Now, it looks clear that tradition has been broken. Hu’s ouster on Saturday came as Xi’s vision for the future was rubber-stamped by the 2,300 delegates at the 20th National Congress, with himself as leader for at least another five years. The era of two-term leaders appears to be over in China.

Meanwhile, China’s once-powerful faction linked to the Communist Youth League — which includes both Hu and Li — was effectively cut out of power. Li, once considered a potential leader and a protege of Hu’s, was ousted from not only the premiership but the powerful seven-person Politburo Standing Committee.

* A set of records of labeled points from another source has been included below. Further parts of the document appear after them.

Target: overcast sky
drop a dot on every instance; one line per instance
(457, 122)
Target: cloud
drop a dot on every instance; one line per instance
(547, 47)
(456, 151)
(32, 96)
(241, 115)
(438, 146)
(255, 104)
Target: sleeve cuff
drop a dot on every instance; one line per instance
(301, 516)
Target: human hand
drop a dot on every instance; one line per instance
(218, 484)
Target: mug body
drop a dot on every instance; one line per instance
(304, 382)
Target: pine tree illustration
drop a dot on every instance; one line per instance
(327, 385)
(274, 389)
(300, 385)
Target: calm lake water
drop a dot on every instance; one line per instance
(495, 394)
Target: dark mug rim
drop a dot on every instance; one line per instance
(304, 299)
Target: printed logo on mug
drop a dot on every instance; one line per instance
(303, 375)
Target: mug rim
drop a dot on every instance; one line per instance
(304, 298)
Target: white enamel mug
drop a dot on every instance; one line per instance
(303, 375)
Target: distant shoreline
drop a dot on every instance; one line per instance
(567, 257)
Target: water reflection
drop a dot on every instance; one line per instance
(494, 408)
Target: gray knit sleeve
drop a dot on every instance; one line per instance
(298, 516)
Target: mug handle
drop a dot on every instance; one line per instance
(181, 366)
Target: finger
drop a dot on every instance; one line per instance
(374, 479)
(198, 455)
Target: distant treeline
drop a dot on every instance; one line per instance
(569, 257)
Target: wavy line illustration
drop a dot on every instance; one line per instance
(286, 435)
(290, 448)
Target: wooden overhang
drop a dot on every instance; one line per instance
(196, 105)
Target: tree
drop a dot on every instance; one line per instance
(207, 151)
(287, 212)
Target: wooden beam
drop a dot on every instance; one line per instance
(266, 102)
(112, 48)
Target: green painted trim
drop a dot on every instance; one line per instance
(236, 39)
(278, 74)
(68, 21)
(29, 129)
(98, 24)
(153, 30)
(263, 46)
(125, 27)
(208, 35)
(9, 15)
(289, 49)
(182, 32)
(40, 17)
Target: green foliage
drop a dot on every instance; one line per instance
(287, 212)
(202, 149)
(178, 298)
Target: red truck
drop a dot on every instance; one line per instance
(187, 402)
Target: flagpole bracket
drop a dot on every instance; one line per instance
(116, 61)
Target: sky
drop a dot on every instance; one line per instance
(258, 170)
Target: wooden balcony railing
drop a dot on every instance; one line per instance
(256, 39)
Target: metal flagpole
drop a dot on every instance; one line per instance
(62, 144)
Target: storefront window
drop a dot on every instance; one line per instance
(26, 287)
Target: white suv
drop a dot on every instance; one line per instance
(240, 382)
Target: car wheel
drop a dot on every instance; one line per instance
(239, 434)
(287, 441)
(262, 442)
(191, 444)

Reading the tea leaves is perhaps harder than ever in China. Xi has increased the pressure on Chinese civilians to fall in line, crushing not just dissent but reasoned debate. Outsiders have few resources to understand the country. Western journalists are severely limited in what they can do in the country, while public data is delayed.

Even mighty Western spy agencies have a hard time understanding what is going on in the country, as the inconclusive U.S.-led push to understand the origins of covid-19 has shown. Ironically, the massive crackdown on CIA informants that crippled U.S. operations in the country began in 2010 — the last days of Hu’s China.

In many ways, it’s similar to the problems faced by Russia-watchers during the Soviet Union. With little outside information, Kremlinology were forced to create “absolute certainties on the basis of cloudy figures swirling in [their] crystal balls,” in the words of late historian Robert Conquest. And yet most missed the coming collapse of Russian Communism during the 1980s.

Pekingologists risk a similar miscalculation when looking at Hu’s fate. “In the end, how you interpret that moment depends partly on how you interpret China’s political system,” Rory Truex, an expert on Chinese politics at Princeton, wrote for the Atlantic this week.